MRA and third nerve palsy
A statistical analysis of the literature on magnetic resonance angiography (MRA) in patients with isolated third nerve palsy concluded that MRA is not adequate to rule out an aneurysm in most patients younger than 70 years. However, the authors presented no original data. Their model did not distinguish between extradural and intradural aneurysms or consider MRA that includes high-resolution techniques or review of the source image data (#4531).
If patients with ocular myasthenia gravis are treated with corticosteroids, the development of generalized myasthenia gravis at two years appears to be significantly reduced. In diagnostic intravenous edrophonium testing for myasthenia, most patients require no more than 3 mg to demonstrate an ameliorative effect on ptosis or ocular motor dysfunction (#4532).

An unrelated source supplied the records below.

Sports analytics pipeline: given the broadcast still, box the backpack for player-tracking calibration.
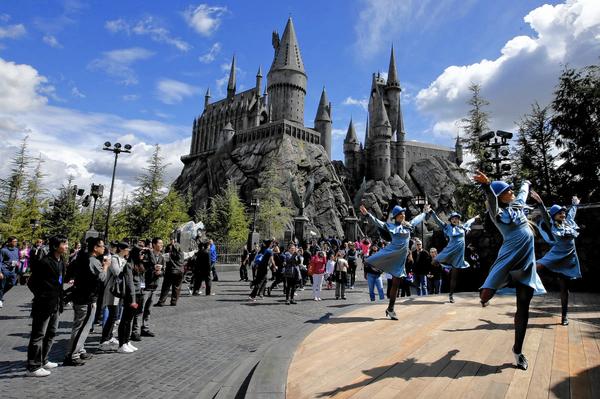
[110,272,127,298]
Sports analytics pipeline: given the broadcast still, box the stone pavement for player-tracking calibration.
[0,271,379,399]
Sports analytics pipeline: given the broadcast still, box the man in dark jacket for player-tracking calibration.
[27,235,69,377]
[412,239,431,295]
[141,237,166,337]
[63,237,110,366]
[155,239,183,306]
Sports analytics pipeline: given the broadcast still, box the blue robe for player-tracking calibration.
[481,183,546,294]
[538,205,581,279]
[430,211,475,269]
[366,213,425,277]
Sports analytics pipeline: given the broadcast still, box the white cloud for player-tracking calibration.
[0,24,27,39]
[156,79,200,104]
[198,42,221,64]
[183,4,227,36]
[42,35,62,48]
[88,47,154,85]
[104,16,192,51]
[342,97,369,111]
[354,0,476,59]
[416,0,600,136]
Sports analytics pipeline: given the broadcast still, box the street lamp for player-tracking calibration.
[102,141,131,242]
[479,130,513,180]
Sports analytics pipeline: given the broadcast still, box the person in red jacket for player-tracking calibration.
[310,251,327,301]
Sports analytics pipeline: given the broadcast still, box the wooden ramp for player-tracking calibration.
[287,293,600,399]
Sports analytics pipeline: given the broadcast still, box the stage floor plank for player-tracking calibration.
[287,293,600,399]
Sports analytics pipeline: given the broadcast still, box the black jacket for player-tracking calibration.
[27,255,65,314]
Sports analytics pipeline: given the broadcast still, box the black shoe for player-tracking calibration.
[63,357,85,367]
[129,333,142,341]
[385,309,398,320]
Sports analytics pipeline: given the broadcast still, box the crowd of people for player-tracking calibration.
[0,172,581,377]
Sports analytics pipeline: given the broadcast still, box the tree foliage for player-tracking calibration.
[551,65,600,201]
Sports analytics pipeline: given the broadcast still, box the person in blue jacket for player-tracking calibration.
[474,171,546,370]
[427,211,479,303]
[532,193,581,326]
[360,204,431,320]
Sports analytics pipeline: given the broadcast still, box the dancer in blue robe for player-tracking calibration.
[360,204,430,320]
[428,211,479,303]
[532,193,581,326]
[474,172,546,370]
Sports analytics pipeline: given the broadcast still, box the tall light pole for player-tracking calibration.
[103,141,131,243]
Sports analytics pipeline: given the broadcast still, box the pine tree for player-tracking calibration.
[551,65,600,201]
[0,136,30,224]
[461,83,490,170]
[515,102,558,202]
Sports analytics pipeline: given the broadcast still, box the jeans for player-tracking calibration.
[367,273,385,301]
[0,269,17,301]
[416,274,427,295]
[313,274,323,298]
[27,309,58,371]
[65,302,96,359]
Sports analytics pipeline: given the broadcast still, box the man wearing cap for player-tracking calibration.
[474,171,546,370]
[428,211,479,303]
[532,193,581,326]
[360,204,431,320]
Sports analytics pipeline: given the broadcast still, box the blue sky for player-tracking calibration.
[0,0,600,191]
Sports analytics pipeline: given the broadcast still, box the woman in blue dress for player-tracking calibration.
[474,172,546,370]
[428,211,479,303]
[360,204,430,320]
[532,193,581,326]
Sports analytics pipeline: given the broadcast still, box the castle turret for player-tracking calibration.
[227,55,235,98]
[314,88,331,159]
[385,46,401,137]
[344,119,360,177]
[267,18,307,125]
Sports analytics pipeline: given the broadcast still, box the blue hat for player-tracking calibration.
[550,204,567,218]
[448,212,462,220]
[392,205,406,218]
[490,180,513,197]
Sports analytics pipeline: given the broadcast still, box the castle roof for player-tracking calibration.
[270,17,306,74]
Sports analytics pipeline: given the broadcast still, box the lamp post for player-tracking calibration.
[479,130,513,180]
[103,141,131,243]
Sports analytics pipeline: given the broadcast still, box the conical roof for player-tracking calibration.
[271,17,306,74]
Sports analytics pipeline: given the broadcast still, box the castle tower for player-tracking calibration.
[227,55,235,98]
[367,75,392,180]
[314,88,331,159]
[385,46,401,132]
[267,18,307,125]
[344,119,360,178]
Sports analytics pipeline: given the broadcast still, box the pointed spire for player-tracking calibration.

Optical coherence tomography
Optical coherence tomography appears to be the best imaging technique to view the nerve fiber layer. Asymmetry analysis of comparable areas in both eyes is useful in overcoming interindividual variations (#4548).
Rat model of ischemic optic neuropathy
A model of nonarteritic ischemic optic neuropathy was created in rats by using a laser activating an injected photosensitizing dye to thrombose small vessels supplying the optic nerve. Pale swelling of the optic disk, reduced visual evoked potentials, and a loss of RGCs were demonstrated (#5019).
Histopathology using Dil, a fluorescent dye, in a patient with LHON demonstrated preservation of optic nerve input to the pretectal region in the brain. This provides anatomic evidence for the clinical observation of relative preservation of the pupillary light response in these patients and supports the notion that some axons in the afferent loop of the pupillary reflex are not related to conscious vision (#5020).